2024-05-16

Computer scientists invent an efficient new way to count

Relationship to existing algorithms

Many compare CVM to HyperLogLog and related “sketch” structures:
- Same high-level goal: approximate distinct counts over large streams with bounded memory.
- HLL supports unions and (with care) intersections and is widely used in distributed systems; CVM currently lacks good merge/union semantics.
- CVM is praised as conceptually simpler and more textbook-friendly, but generally seen as not strictly state of the art compared to tuned HLL variants.
Others relate it to reservoir sampling, BJKST, Bloom filters, and top‑k frequency algorithms. The key link: assigning each distinct item a random “key” and managing a small representative sample.

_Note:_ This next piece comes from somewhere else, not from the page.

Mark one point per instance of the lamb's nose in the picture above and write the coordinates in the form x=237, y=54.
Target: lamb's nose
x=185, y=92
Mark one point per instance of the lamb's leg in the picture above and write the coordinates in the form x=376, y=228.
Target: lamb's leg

How the algorithm works (intuitions)

Intuition offered: each distinct element behaves as if it gets a single random number; the algorithm keeps a set of elements whose “effective” random numbers are below a threshold that is halved over rounds.
The probability an element survives depends only on its last occurrence, so high-frequency items don’t bias the estimate.
Conceptually like a floating‑point counter: an exponent (number of halvings) plus mantissa (current set size).

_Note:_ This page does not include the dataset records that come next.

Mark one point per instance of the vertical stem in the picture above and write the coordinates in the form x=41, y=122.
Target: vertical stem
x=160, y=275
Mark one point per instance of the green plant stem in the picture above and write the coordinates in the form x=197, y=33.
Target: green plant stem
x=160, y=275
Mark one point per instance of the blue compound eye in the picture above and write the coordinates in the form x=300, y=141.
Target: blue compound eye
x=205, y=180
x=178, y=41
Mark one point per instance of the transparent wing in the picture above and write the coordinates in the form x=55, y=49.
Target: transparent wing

Implementation details & corrections

Several readers implemented it (Python, Go, Nim, JS, PHP) and found it very short and fast.
Multiple commenters highlight that the Quanta article’s prose description is wrong: it suggests flipping only for duplicates, whereas the algorithm must (effectively) flip for every occurrence or equivalently always delete-then-reinsert-with‑probability.
A rare “no element deleted” case in the shrink step should be handled with a loop rather than a single if; this also yields an unbiased estimator.

Accuracy, parameters, and theory

Error is controlled via ε (relative error) and δ (failure probability), using Chernoff-style bounds.
Theoretical thresh depends on stream length m; this is seen as impractical when m is unknown. Workarounds discussed:
- Choose a pessimistic m and later solve for the actual ε.
- Use follow‑up variants that remove explicit dependence on m.
Empirical tests show good accuracy when the memory threshold is a modest fraction of the true distinct count; theoretical bounds are thought to be conservative.

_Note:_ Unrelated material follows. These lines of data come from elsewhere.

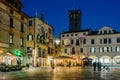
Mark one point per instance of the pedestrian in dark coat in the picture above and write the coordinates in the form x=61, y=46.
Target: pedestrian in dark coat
x=94, y=66
x=99, y=66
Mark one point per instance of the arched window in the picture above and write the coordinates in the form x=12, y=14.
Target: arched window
x=30, y=37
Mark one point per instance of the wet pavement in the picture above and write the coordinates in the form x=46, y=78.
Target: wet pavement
x=61, y=73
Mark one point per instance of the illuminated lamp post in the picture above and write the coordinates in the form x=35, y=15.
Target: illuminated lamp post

Practical pros, cons, and open questions

Pros: tiny, simple implementation; very fast (sometimes IO-bound); accessible proofs; works for general “structured sets” where good hash families are unknown.
Cons / limitations:
- Needs to store actual elements (or hashes), so memory is O(table size × element size).
- No native deletions, unions, or intersections; merging is an open problem.
- Heavier CPU than naive counting due to frequent random draws, though the sketch is small.
Debate over the headline: many stress this is estimation, not exact counting; others argue in large-scale practice “counting” is almost always approximate anyway.

Meta: communication and pedagogy

Several prefer the original paper or later technical note over the popular article, citing clearer pseudocode and correct details.
The algorithm is praised as an elegant “for the textbook” example of lateral thinking and probabilistic methods in streaming algorithms.